Les démocrates (Parti démocrate de centre gauche, Ndlr) et leur ministre de l’Intégration, l’italo-africaine Cécile Kyenge, réclament l’abrogation de ce délit de clandestinité et de solidarité. Ils souhaitent aussi introduire une révision des conditions d’accueil et des quotas d’entrées. Inacceptable pour la droite berlusconienne pour laquelle un assouplissement du dispositif ouvre la porte au droit du sol proposé par Cécile Kyenge.

Du coté de la Ligue du Nord, pas question de modifier la loi. « Le vrai problème, c’est que les pays avec lesquels nous avons souscrit des accords pour combattre le départ des bateaux de la mort ne font rien » affirme Roberto Maroni, ancien ministre de l’Intérieur du gouvernement Berlusconi et numéro un du parti.

Une thèse corroborée par le récit des survivants, interrogés par les autorités dans le centre d’accueil de Lampedusa.

J’ai versé 4.800 dollars à un intermédiaire d’origine éthiopienne qui travaillait pour une organisation libyenne. Elle dispose de centres d’accueil où sont entassés les candidats au départ pendant plusieurs semaines.

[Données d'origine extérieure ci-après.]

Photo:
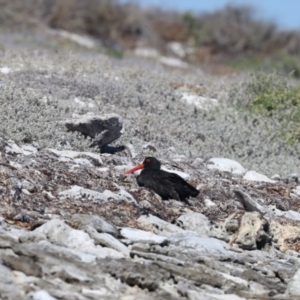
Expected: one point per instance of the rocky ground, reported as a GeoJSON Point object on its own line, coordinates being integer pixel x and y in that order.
{"type": "Point", "coordinates": [73, 226]}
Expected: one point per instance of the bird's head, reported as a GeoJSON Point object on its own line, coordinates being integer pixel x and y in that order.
{"type": "Point", "coordinates": [149, 163]}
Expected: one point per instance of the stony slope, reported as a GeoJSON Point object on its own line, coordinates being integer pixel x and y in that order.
{"type": "Point", "coordinates": [75, 227]}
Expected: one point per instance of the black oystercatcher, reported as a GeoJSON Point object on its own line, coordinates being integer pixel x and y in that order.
{"type": "Point", "coordinates": [165, 184]}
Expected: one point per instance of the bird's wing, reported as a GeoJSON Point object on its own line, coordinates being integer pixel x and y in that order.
{"type": "Point", "coordinates": [159, 182]}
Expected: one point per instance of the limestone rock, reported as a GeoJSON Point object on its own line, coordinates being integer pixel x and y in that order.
{"type": "Point", "coordinates": [226, 165]}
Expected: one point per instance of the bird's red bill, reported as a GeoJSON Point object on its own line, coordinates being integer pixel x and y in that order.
{"type": "Point", "coordinates": [138, 167]}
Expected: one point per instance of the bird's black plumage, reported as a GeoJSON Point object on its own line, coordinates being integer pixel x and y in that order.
{"type": "Point", "coordinates": [165, 184]}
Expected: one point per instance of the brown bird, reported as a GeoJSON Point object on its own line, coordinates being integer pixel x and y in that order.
{"type": "Point", "coordinates": [167, 185]}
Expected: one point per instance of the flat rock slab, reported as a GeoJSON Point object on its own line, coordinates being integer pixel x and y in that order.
{"type": "Point", "coordinates": [136, 235]}
{"type": "Point", "coordinates": [226, 165]}
{"type": "Point", "coordinates": [254, 176]}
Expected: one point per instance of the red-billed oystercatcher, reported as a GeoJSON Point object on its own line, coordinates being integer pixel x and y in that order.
{"type": "Point", "coordinates": [165, 184]}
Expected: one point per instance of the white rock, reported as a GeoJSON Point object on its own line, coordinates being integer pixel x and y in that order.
{"type": "Point", "coordinates": [137, 235]}
{"type": "Point", "coordinates": [105, 239]}
{"type": "Point", "coordinates": [96, 293]}
{"type": "Point", "coordinates": [173, 62]}
{"type": "Point", "coordinates": [297, 190]}
{"type": "Point", "coordinates": [78, 192]}
{"type": "Point", "coordinates": [59, 232]}
{"type": "Point", "coordinates": [293, 287]}
{"type": "Point", "coordinates": [199, 101]}
{"type": "Point", "coordinates": [83, 162]}
{"type": "Point", "coordinates": [79, 102]}
{"type": "Point", "coordinates": [147, 52]}
{"type": "Point", "coordinates": [76, 154]}
{"type": "Point", "coordinates": [203, 245]}
{"type": "Point", "coordinates": [81, 40]}
{"type": "Point", "coordinates": [290, 214]}
{"type": "Point", "coordinates": [158, 225]}
{"type": "Point", "coordinates": [40, 295]}
{"type": "Point", "coordinates": [15, 165]}
{"type": "Point", "coordinates": [104, 169]}
{"type": "Point", "coordinates": [196, 222]}
{"type": "Point", "coordinates": [5, 70]}
{"type": "Point", "coordinates": [226, 297]}
{"type": "Point", "coordinates": [181, 174]}
{"type": "Point", "coordinates": [177, 49]}
{"type": "Point", "coordinates": [12, 148]}
{"type": "Point", "coordinates": [254, 176]}
{"type": "Point", "coordinates": [28, 149]}
{"type": "Point", "coordinates": [209, 203]}
{"type": "Point", "coordinates": [226, 165]}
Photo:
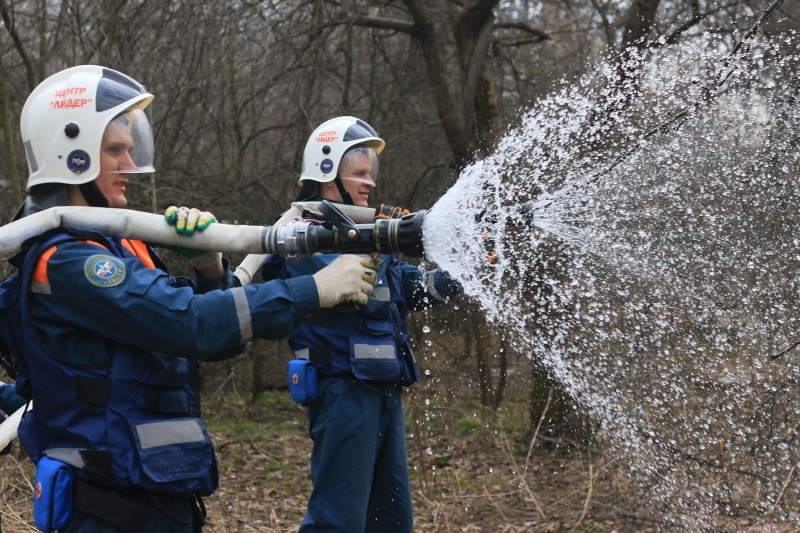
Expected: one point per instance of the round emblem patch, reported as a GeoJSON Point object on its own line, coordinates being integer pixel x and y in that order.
{"type": "Point", "coordinates": [104, 270]}
{"type": "Point", "coordinates": [78, 161]}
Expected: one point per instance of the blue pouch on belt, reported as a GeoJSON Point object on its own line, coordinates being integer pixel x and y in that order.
{"type": "Point", "coordinates": [302, 380]}
{"type": "Point", "coordinates": [52, 494]}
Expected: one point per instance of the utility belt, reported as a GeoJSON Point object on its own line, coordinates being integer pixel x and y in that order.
{"type": "Point", "coordinates": [304, 376]}
{"type": "Point", "coordinates": [57, 491]}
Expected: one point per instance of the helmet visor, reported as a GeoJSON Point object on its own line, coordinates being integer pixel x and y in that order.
{"type": "Point", "coordinates": [131, 132]}
{"type": "Point", "coordinates": [360, 164]}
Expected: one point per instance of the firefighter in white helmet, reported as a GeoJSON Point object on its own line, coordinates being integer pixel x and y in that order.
{"type": "Point", "coordinates": [361, 355]}
{"type": "Point", "coordinates": [108, 339]}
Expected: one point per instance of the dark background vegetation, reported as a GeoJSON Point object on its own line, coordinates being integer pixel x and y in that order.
{"type": "Point", "coordinates": [239, 86]}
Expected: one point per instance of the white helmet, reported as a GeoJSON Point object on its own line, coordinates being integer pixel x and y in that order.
{"type": "Point", "coordinates": [329, 142]}
{"type": "Point", "coordinates": [64, 119]}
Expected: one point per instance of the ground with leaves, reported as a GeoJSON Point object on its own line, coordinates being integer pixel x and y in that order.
{"type": "Point", "coordinates": [472, 471]}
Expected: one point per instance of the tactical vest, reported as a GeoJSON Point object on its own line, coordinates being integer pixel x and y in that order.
{"type": "Point", "coordinates": [135, 424]}
{"type": "Point", "coordinates": [370, 341]}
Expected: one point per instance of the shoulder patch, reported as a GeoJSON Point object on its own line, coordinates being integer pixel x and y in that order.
{"type": "Point", "coordinates": [104, 270]}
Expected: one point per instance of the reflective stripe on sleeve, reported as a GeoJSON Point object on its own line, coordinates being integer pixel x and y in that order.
{"type": "Point", "coordinates": [169, 432]}
{"type": "Point", "coordinates": [243, 314]}
{"type": "Point", "coordinates": [374, 351]}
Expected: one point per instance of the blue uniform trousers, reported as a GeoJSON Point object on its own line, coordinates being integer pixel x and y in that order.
{"type": "Point", "coordinates": [358, 464]}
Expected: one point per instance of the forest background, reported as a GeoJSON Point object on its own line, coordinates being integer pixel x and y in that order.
{"type": "Point", "coordinates": [240, 85]}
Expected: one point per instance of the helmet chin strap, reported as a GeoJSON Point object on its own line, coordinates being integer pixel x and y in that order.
{"type": "Point", "coordinates": [92, 195]}
{"type": "Point", "coordinates": [346, 198]}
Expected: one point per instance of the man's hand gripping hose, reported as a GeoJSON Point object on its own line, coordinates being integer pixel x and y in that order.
{"type": "Point", "coordinates": [186, 222]}
{"type": "Point", "coordinates": [348, 279]}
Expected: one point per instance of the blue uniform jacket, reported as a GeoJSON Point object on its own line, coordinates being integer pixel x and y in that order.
{"type": "Point", "coordinates": [108, 349]}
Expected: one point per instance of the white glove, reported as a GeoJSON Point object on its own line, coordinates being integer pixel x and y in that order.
{"type": "Point", "coordinates": [349, 279]}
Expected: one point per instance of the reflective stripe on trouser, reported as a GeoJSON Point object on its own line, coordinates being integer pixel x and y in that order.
{"type": "Point", "coordinates": [359, 434]}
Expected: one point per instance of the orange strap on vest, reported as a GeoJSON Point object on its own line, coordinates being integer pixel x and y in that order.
{"type": "Point", "coordinates": [137, 248]}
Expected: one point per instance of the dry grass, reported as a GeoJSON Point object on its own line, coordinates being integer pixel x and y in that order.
{"type": "Point", "coordinates": [472, 471]}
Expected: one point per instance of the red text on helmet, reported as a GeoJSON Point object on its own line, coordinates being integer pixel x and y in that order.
{"type": "Point", "coordinates": [70, 103]}
{"type": "Point", "coordinates": [327, 136]}
{"type": "Point", "coordinates": [70, 90]}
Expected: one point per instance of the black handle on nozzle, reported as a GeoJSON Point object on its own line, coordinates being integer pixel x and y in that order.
{"type": "Point", "coordinates": [339, 234]}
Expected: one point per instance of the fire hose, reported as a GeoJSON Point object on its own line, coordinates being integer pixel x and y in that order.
{"type": "Point", "coordinates": [291, 238]}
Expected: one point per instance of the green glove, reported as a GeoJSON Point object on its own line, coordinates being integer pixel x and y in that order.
{"type": "Point", "coordinates": [187, 221]}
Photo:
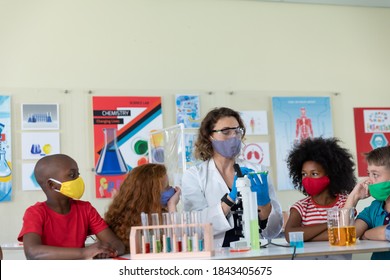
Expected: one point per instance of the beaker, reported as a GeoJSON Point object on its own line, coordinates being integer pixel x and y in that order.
{"type": "Point", "coordinates": [5, 170]}
{"type": "Point", "coordinates": [111, 161]}
{"type": "Point", "coordinates": [341, 226]}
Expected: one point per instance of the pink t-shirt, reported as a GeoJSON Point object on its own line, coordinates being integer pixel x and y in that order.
{"type": "Point", "coordinates": [69, 230]}
{"type": "Point", "coordinates": [313, 213]}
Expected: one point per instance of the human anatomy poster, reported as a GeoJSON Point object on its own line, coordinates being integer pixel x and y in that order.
{"type": "Point", "coordinates": [255, 122]}
{"type": "Point", "coordinates": [188, 110]}
{"type": "Point", "coordinates": [372, 130]}
{"type": "Point", "coordinates": [295, 119]}
{"type": "Point", "coordinates": [121, 126]}
{"type": "Point", "coordinates": [5, 149]}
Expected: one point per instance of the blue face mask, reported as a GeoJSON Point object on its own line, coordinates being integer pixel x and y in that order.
{"type": "Point", "coordinates": [228, 148]}
{"type": "Point", "coordinates": [166, 195]}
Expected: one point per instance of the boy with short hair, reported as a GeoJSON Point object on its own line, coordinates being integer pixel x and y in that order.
{"type": "Point", "coordinates": [373, 222]}
{"type": "Point", "coordinates": [58, 227]}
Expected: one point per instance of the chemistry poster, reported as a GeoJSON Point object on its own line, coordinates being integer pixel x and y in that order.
{"type": "Point", "coordinates": [37, 145]}
{"type": "Point", "coordinates": [29, 182]}
{"type": "Point", "coordinates": [121, 126]}
{"type": "Point", "coordinates": [5, 149]}
{"type": "Point", "coordinates": [187, 111]}
{"type": "Point", "coordinates": [255, 122]}
{"type": "Point", "coordinates": [40, 116]}
{"type": "Point", "coordinates": [372, 130]}
{"type": "Point", "coordinates": [297, 118]}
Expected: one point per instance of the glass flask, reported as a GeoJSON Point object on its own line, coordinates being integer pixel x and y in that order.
{"type": "Point", "coordinates": [5, 170]}
{"type": "Point", "coordinates": [111, 161]}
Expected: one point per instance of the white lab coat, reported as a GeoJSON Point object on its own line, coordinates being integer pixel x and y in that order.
{"type": "Point", "coordinates": [202, 190]}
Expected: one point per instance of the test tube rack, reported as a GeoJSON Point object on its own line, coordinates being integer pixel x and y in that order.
{"type": "Point", "coordinates": [136, 243]}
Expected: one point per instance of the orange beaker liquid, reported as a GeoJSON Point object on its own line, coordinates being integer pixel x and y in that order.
{"type": "Point", "coordinates": [342, 236]}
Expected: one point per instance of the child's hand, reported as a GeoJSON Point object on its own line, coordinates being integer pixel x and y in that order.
{"type": "Point", "coordinates": [99, 250]}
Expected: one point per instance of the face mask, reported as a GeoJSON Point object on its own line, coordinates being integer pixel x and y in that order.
{"type": "Point", "coordinates": [73, 189]}
{"type": "Point", "coordinates": [380, 191]}
{"type": "Point", "coordinates": [228, 148]}
{"type": "Point", "coordinates": [315, 186]}
{"type": "Point", "coordinates": [166, 195]}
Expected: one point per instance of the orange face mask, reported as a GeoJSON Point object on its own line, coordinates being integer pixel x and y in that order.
{"type": "Point", "coordinates": [73, 189]}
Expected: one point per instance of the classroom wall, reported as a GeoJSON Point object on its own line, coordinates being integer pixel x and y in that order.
{"type": "Point", "coordinates": [236, 53]}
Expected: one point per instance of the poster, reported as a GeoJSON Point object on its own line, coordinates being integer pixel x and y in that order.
{"type": "Point", "coordinates": [297, 118]}
{"type": "Point", "coordinates": [256, 153]}
{"type": "Point", "coordinates": [187, 111]}
{"type": "Point", "coordinates": [255, 122]}
{"type": "Point", "coordinates": [166, 146]}
{"type": "Point", "coordinates": [5, 149]}
{"type": "Point", "coordinates": [36, 145]}
{"type": "Point", "coordinates": [121, 128]}
{"type": "Point", "coordinates": [29, 182]}
{"type": "Point", "coordinates": [372, 130]}
{"type": "Point", "coordinates": [40, 116]}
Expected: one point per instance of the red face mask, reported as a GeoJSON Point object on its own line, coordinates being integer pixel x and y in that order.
{"type": "Point", "coordinates": [315, 186]}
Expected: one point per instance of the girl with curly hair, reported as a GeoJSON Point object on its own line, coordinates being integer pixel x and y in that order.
{"type": "Point", "coordinates": [145, 189]}
{"type": "Point", "coordinates": [323, 171]}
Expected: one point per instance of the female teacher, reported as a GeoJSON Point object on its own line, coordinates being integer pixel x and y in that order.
{"type": "Point", "coordinates": [210, 185]}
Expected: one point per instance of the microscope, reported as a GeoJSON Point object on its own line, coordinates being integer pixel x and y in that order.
{"type": "Point", "coordinates": [248, 215]}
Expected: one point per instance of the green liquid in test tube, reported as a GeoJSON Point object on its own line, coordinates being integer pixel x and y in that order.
{"type": "Point", "coordinates": [197, 236]}
{"type": "Point", "coordinates": [145, 234]}
{"type": "Point", "coordinates": [167, 235]}
{"type": "Point", "coordinates": [156, 234]}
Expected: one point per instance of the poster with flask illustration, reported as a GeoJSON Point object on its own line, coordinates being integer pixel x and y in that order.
{"type": "Point", "coordinates": [121, 126]}
{"type": "Point", "coordinates": [5, 149]}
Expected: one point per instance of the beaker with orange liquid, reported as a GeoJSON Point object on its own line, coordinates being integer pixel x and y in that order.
{"type": "Point", "coordinates": [341, 226]}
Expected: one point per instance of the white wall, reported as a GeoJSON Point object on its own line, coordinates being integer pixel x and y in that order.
{"type": "Point", "coordinates": [143, 47]}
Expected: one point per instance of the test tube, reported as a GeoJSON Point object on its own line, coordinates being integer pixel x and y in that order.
{"type": "Point", "coordinates": [197, 237]}
{"type": "Point", "coordinates": [177, 232]}
{"type": "Point", "coordinates": [187, 233]}
{"type": "Point", "coordinates": [167, 235]}
{"type": "Point", "coordinates": [156, 234]}
{"type": "Point", "coordinates": [145, 234]}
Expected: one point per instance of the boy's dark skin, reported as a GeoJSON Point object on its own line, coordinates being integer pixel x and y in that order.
{"type": "Point", "coordinates": [63, 168]}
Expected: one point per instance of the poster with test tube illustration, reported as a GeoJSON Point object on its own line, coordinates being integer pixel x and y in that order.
{"type": "Point", "coordinates": [256, 122]}
{"type": "Point", "coordinates": [121, 127]}
{"type": "Point", "coordinates": [29, 182]}
{"type": "Point", "coordinates": [40, 116]}
{"type": "Point", "coordinates": [5, 149]}
{"type": "Point", "coordinates": [372, 130]}
{"type": "Point", "coordinates": [36, 145]}
{"type": "Point", "coordinates": [167, 147]}
{"type": "Point", "coordinates": [188, 111]}
{"type": "Point", "coordinates": [297, 118]}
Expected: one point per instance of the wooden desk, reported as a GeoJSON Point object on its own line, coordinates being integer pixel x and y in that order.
{"type": "Point", "coordinates": [311, 249]}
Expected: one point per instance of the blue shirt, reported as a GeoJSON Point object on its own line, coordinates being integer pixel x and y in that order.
{"type": "Point", "coordinates": [373, 216]}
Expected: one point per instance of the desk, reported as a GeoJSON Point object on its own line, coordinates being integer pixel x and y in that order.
{"type": "Point", "coordinates": [311, 249]}
{"type": "Point", "coordinates": [12, 246]}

Ils sont ensuite entassés dans des camions militaires et emmenés sur la plage où ils montent dans des bateaux sous la surveillance de gardes armés jusqu’aux dents »

témoigne un survivant.

La Sicile ouvre ses cimetières

En attendant que le parlement examine ce dossier épineux, Rome a saisi Bruxelles. L’Italie a demandé à l’Union européenne de l’aider dans la prise en charge des migrants et la gestion de la lutte contre les trafiquants d’êtres humains.

Le message est clair: il faut en finir avec le règlement européen de « Dublin 2 » isolant l’Italie en responsabilisant le premier pays d’accueil du demandeur d’asile. Une sacrée épine pour la péninsule devenue la principale porte d’entrée en Europe pour les clandestins venant d’Afrique.

Rome demande aussi à ses partenaires européens de renforcer la présence sur les côtes italiennes, notamment à Lampedusa, de l’agence européenne Frontex chargée de la surveillance et du contrôle des frontières extérieures des Etats de l’UE.

Frontex s’est contentée d’annoncer ce matin le déblocage en urgence 2 millions d’euros supplémentaire pour l’Italie.

Nous avons dû racler nos fonds de tiroir »

a expliqué le patron de l’agence, Gill Arias qui explique que, pour 2013, les fonds de l’agence sont « épuisés ». Frontex n’a pas de moyens propres, et son budget a été réduit par Bruxelles au nom de l’austérité imposée par la crise.

La commissaire européenne chargée des Affaires intérieures, Cecilia Malmström, s’est engagée à demander au plus vite aux pays de l’UE une contribution suplémentaire pour renflouer le budget de Frontex, réduit à 85 millions en 2013 contre 118 millions d’euros en 2012.

Mais pendant que l’Italie et l’Union européenne s’interrogent, les débarquements de clandestins continuent. Depuis le début de la semaine, quelque cent cinquante clandestins ont essayé de débarquer en Sicile. Face à ce drame, la société italienne et les entreprises se mobilisent.

L’électricien Enel a offert 500 millions d’euros à la mairie de Lampedusa pour participer à la prise en charge des clandestins. Et les cimetières de toute la Sicile ont offert des lopins de terre pour enterrer les noyés.